At this inspection we found:

  • The practice had clear systems to manage risk so that safety incidents were less likely to happen. When incidents did happen, the practice learned from them and improved their processes.
  • The practice routinely reviewed the effectiveness and appropriateness of the care it provided. It ensured that care and treatment was delivered according to evidence- based guidelines.
  • National data showed that the practice was performing below national averages for mental health related indicators. We spoke to the practice and they said this was due to a computer system error. When we reviewed patient records we found there had been appropriate clinical care and reviews documented.
  • Staff involved and treated patients with compassion, kindness, dignity and respect.
  • Patients found the appointment system easy to use and reported that they were able to access care when they needed it.
  • Staff had received mandatory training applicable to their role.
  • There was sufficient and appropriate equipment for use in the treatment of patients, including in the event of a medical emergency and the equipment was calibrated to ensure it was working correctly.
  • There was a lack of documentation when cold chain procedures had not been followed. However we spoke with staff and they were aware of how to handle medicines in such circumstances.
  • The practice was clean and tidy and staff had reviewed infection prevention control and policies.
  • The practice was aware of their patient population needs and their preferences and worked to accommodate them.
  • There was a strong focus on continuous learning and improvement at all levels of the organisation.
  • Leadership of the practice was strong and the whole staff group worked as a team, with members’ skills complimenting each other. Patients spoke highly of the care they had received from the entire team at the surgery.
  • The practice had identified a high number of patients who were carers. They were offered support and provided with advice and guidance.

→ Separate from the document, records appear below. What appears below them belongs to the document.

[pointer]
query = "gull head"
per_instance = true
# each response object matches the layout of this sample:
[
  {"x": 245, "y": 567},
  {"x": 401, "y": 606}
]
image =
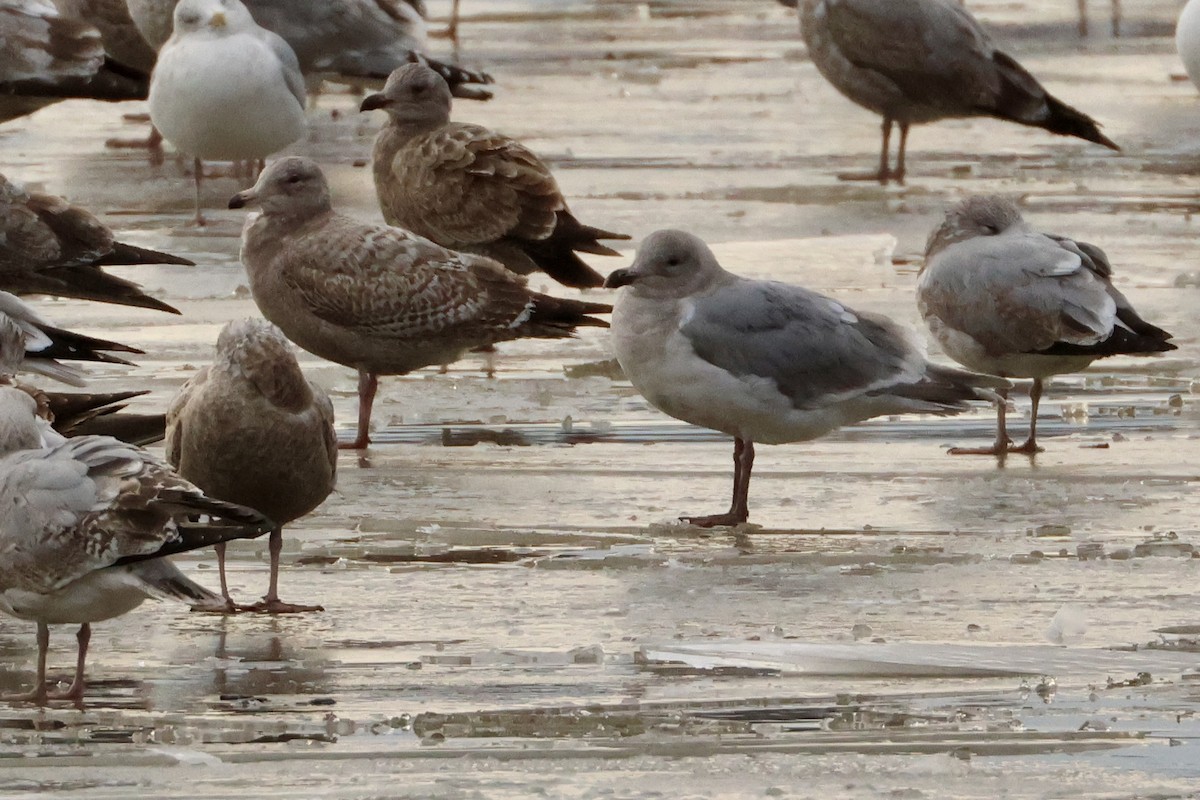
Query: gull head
[
  {"x": 982, "y": 215},
  {"x": 414, "y": 95},
  {"x": 217, "y": 17},
  {"x": 669, "y": 263},
  {"x": 291, "y": 187}
]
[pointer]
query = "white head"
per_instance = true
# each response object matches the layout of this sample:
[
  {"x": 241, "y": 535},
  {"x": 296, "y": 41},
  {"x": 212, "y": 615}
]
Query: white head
[
  {"x": 215, "y": 17},
  {"x": 669, "y": 263}
]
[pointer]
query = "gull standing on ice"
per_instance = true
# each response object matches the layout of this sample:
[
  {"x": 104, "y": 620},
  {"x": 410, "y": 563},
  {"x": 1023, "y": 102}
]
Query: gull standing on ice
[
  {"x": 29, "y": 343},
  {"x": 252, "y": 429},
  {"x": 226, "y": 89},
  {"x": 765, "y": 361},
  {"x": 48, "y": 246},
  {"x": 918, "y": 61},
  {"x": 1006, "y": 300},
  {"x": 472, "y": 190},
  {"x": 379, "y": 299},
  {"x": 84, "y": 529}
]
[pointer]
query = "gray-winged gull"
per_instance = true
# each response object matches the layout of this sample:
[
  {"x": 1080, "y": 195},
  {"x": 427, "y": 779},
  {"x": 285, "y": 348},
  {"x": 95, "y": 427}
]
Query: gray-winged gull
[
  {"x": 763, "y": 361},
  {"x": 379, "y": 299},
  {"x": 84, "y": 529},
  {"x": 49, "y": 246},
  {"x": 471, "y": 188},
  {"x": 925, "y": 60},
  {"x": 252, "y": 429},
  {"x": 1006, "y": 300},
  {"x": 225, "y": 88}
]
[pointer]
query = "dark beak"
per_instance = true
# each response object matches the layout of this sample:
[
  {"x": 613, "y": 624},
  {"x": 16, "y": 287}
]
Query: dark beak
[
  {"x": 619, "y": 278},
  {"x": 240, "y": 199},
  {"x": 371, "y": 102}
]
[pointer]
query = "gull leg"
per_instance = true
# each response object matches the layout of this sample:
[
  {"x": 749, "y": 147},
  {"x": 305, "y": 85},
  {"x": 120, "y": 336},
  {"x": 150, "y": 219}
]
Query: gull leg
[
  {"x": 1031, "y": 444},
  {"x": 882, "y": 174},
  {"x": 898, "y": 175},
  {"x": 271, "y": 602},
  {"x": 1002, "y": 443},
  {"x": 228, "y": 606},
  {"x": 39, "y": 695},
  {"x": 367, "y": 385},
  {"x": 75, "y": 691},
  {"x": 739, "y": 507},
  {"x": 199, "y": 176}
]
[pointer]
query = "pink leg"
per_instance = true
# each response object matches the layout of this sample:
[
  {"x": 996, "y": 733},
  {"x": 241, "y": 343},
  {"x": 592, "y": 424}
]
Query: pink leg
[
  {"x": 739, "y": 509},
  {"x": 367, "y": 385}
]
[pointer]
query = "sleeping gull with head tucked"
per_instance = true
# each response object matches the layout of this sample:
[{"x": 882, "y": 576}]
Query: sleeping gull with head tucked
[
  {"x": 763, "y": 361},
  {"x": 1006, "y": 300},
  {"x": 379, "y": 299},
  {"x": 252, "y": 429},
  {"x": 226, "y": 89},
  {"x": 471, "y": 188},
  {"x": 85, "y": 524},
  {"x": 924, "y": 60}
]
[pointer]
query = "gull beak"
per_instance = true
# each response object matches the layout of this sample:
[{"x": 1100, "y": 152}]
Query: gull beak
[
  {"x": 371, "y": 102},
  {"x": 241, "y": 199},
  {"x": 618, "y": 278}
]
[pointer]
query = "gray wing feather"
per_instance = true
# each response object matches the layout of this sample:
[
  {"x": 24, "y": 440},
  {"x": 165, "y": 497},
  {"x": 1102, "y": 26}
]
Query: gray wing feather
[{"x": 814, "y": 348}]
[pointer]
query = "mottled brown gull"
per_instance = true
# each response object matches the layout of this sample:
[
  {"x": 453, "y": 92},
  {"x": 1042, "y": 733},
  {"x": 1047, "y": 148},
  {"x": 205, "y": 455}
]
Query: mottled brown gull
[
  {"x": 379, "y": 299},
  {"x": 925, "y": 60},
  {"x": 49, "y": 246},
  {"x": 252, "y": 429},
  {"x": 473, "y": 190},
  {"x": 763, "y": 361},
  {"x": 1006, "y": 300},
  {"x": 29, "y": 343},
  {"x": 47, "y": 56},
  {"x": 349, "y": 41},
  {"x": 84, "y": 529},
  {"x": 225, "y": 88}
]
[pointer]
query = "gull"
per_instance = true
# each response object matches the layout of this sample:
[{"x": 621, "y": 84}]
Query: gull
[
  {"x": 763, "y": 361},
  {"x": 925, "y": 60},
  {"x": 29, "y": 343},
  {"x": 47, "y": 56},
  {"x": 348, "y": 41},
  {"x": 473, "y": 190},
  {"x": 85, "y": 524},
  {"x": 251, "y": 429},
  {"x": 379, "y": 299},
  {"x": 226, "y": 89},
  {"x": 1006, "y": 300},
  {"x": 49, "y": 246}
]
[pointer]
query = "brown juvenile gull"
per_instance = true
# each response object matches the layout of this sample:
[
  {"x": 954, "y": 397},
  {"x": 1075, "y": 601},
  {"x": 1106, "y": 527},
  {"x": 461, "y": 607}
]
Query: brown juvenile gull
[
  {"x": 763, "y": 361},
  {"x": 46, "y": 58},
  {"x": 29, "y": 343},
  {"x": 84, "y": 529},
  {"x": 347, "y": 41},
  {"x": 48, "y": 246},
  {"x": 925, "y": 60},
  {"x": 473, "y": 190},
  {"x": 379, "y": 299},
  {"x": 1006, "y": 300},
  {"x": 252, "y": 429}
]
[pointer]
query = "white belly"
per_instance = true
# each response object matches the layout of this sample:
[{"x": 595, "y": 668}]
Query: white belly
[{"x": 237, "y": 107}]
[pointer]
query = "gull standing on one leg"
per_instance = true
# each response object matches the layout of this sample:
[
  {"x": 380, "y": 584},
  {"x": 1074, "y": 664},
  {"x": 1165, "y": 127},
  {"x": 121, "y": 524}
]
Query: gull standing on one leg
[
  {"x": 1006, "y": 300},
  {"x": 763, "y": 361}
]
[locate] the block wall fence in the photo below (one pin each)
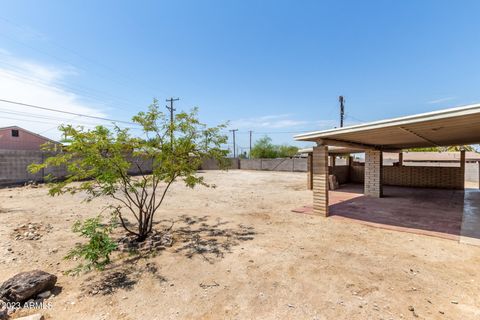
(14, 163)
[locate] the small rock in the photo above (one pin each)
(36, 316)
(45, 294)
(25, 285)
(3, 311)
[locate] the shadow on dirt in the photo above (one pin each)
(208, 240)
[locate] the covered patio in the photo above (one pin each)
(421, 200)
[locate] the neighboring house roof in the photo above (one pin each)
(30, 132)
(434, 156)
(455, 126)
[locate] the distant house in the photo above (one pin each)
(16, 138)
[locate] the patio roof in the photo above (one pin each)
(333, 150)
(455, 126)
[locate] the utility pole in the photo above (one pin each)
(342, 110)
(250, 152)
(234, 146)
(171, 109)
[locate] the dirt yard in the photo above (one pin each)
(240, 253)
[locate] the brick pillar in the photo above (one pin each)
(332, 161)
(462, 168)
(320, 180)
(373, 173)
(309, 171)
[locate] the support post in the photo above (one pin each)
(309, 171)
(320, 180)
(462, 167)
(373, 173)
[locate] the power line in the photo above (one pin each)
(126, 77)
(65, 112)
(19, 74)
(172, 110)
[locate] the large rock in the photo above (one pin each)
(26, 285)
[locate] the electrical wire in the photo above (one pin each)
(65, 112)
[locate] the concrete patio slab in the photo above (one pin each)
(450, 214)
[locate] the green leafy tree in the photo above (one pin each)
(98, 248)
(98, 162)
(264, 148)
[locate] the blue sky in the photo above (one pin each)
(269, 66)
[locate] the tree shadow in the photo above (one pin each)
(211, 241)
(112, 282)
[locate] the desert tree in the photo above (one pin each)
(98, 162)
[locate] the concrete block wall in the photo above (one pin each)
(211, 164)
(283, 164)
(427, 177)
(14, 163)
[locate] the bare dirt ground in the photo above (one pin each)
(240, 253)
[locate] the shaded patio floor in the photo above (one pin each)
(451, 214)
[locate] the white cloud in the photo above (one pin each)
(269, 121)
(35, 83)
(281, 121)
(435, 101)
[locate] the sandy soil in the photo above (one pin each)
(286, 266)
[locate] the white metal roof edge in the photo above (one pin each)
(421, 117)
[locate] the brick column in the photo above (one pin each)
(309, 171)
(373, 173)
(332, 161)
(320, 180)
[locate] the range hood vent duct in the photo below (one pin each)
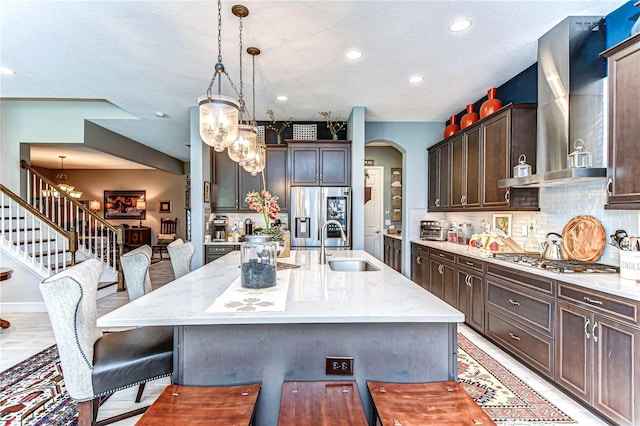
(570, 103)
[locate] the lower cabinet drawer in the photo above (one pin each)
(535, 349)
(537, 312)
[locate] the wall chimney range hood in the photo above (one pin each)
(570, 103)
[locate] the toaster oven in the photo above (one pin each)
(432, 230)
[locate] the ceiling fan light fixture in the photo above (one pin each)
(459, 25)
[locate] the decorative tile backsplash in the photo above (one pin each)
(558, 205)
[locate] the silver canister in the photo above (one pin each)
(580, 157)
(522, 169)
(258, 261)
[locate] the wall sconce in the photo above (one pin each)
(141, 206)
(94, 205)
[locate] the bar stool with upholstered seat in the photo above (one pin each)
(96, 364)
(435, 404)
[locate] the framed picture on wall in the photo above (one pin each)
(502, 221)
(207, 191)
(123, 204)
(165, 206)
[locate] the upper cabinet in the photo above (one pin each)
(317, 163)
(482, 154)
(231, 182)
(624, 126)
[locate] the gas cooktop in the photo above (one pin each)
(559, 266)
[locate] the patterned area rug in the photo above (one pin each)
(33, 393)
(503, 396)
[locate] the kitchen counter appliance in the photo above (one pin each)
(310, 208)
(433, 230)
(559, 266)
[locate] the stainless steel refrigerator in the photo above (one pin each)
(310, 208)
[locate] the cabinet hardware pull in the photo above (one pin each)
(586, 326)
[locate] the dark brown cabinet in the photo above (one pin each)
(480, 156)
(465, 169)
(420, 265)
(393, 253)
(624, 126)
(213, 252)
(313, 163)
(231, 182)
(471, 292)
(438, 182)
(597, 351)
(442, 273)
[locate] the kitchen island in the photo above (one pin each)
(394, 330)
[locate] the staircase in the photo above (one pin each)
(48, 230)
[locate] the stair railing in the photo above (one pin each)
(37, 241)
(95, 237)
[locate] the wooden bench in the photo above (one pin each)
(438, 403)
(189, 405)
(320, 404)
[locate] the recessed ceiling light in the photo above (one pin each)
(353, 54)
(460, 25)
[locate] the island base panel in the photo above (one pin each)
(271, 354)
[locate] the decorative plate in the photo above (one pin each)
(583, 238)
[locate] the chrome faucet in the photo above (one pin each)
(323, 254)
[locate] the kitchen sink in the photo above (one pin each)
(352, 265)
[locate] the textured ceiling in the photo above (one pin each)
(148, 56)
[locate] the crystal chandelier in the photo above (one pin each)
(62, 182)
(219, 113)
(245, 146)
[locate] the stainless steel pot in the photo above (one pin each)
(552, 247)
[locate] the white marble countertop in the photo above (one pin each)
(604, 282)
(316, 295)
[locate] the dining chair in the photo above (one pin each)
(96, 364)
(135, 268)
(168, 234)
(180, 253)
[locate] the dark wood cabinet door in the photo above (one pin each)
(496, 149)
(472, 167)
(276, 174)
(439, 177)
(458, 172)
(335, 166)
(304, 166)
(574, 353)
(624, 126)
(615, 376)
(225, 183)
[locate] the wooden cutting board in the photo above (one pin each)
(583, 238)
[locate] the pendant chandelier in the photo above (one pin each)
(61, 176)
(219, 113)
(244, 146)
(256, 160)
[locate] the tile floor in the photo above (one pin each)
(31, 332)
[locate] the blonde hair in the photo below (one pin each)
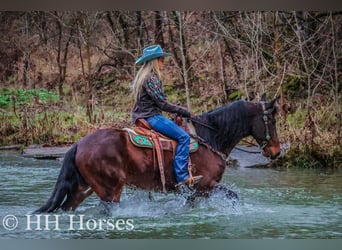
(144, 72)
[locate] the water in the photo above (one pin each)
(286, 203)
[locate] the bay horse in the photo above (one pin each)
(105, 160)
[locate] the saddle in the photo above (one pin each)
(144, 136)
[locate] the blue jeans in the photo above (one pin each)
(167, 127)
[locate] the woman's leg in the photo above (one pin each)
(167, 127)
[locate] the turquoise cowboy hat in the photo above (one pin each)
(151, 52)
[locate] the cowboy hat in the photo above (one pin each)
(151, 52)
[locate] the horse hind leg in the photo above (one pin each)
(79, 195)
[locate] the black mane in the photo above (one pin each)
(229, 125)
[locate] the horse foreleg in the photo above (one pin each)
(220, 188)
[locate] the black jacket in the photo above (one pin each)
(152, 101)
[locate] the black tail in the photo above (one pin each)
(68, 180)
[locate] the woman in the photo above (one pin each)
(150, 101)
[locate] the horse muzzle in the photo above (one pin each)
(272, 152)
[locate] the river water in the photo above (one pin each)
(274, 203)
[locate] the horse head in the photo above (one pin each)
(264, 128)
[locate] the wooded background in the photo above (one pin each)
(218, 56)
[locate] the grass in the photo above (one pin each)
(40, 117)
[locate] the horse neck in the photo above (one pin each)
(226, 126)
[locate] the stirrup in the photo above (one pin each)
(191, 181)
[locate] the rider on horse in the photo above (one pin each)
(150, 101)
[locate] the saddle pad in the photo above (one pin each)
(146, 141)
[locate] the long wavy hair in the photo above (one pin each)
(148, 68)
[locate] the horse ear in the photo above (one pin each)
(263, 97)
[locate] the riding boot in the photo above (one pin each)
(190, 182)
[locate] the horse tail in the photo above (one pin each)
(67, 183)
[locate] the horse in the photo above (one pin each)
(106, 160)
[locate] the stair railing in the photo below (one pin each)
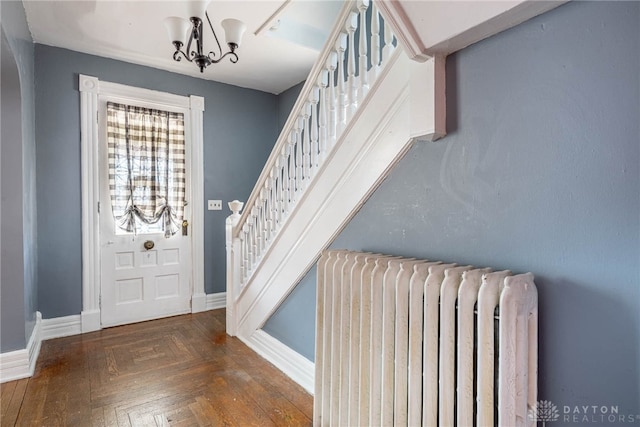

The areas where the provider should make improvements are:

  • Strengthen documentation of actions taken when cold chain procedures are not being followed. Implement a method to monitor room temperatures for medicines stored outside of fridges.
  • Ensure there is an effective system to review medicine safety alerts for newly registered patients.
  • Improve coding practice to ensure patient consultations are correctly captured for mental health patients.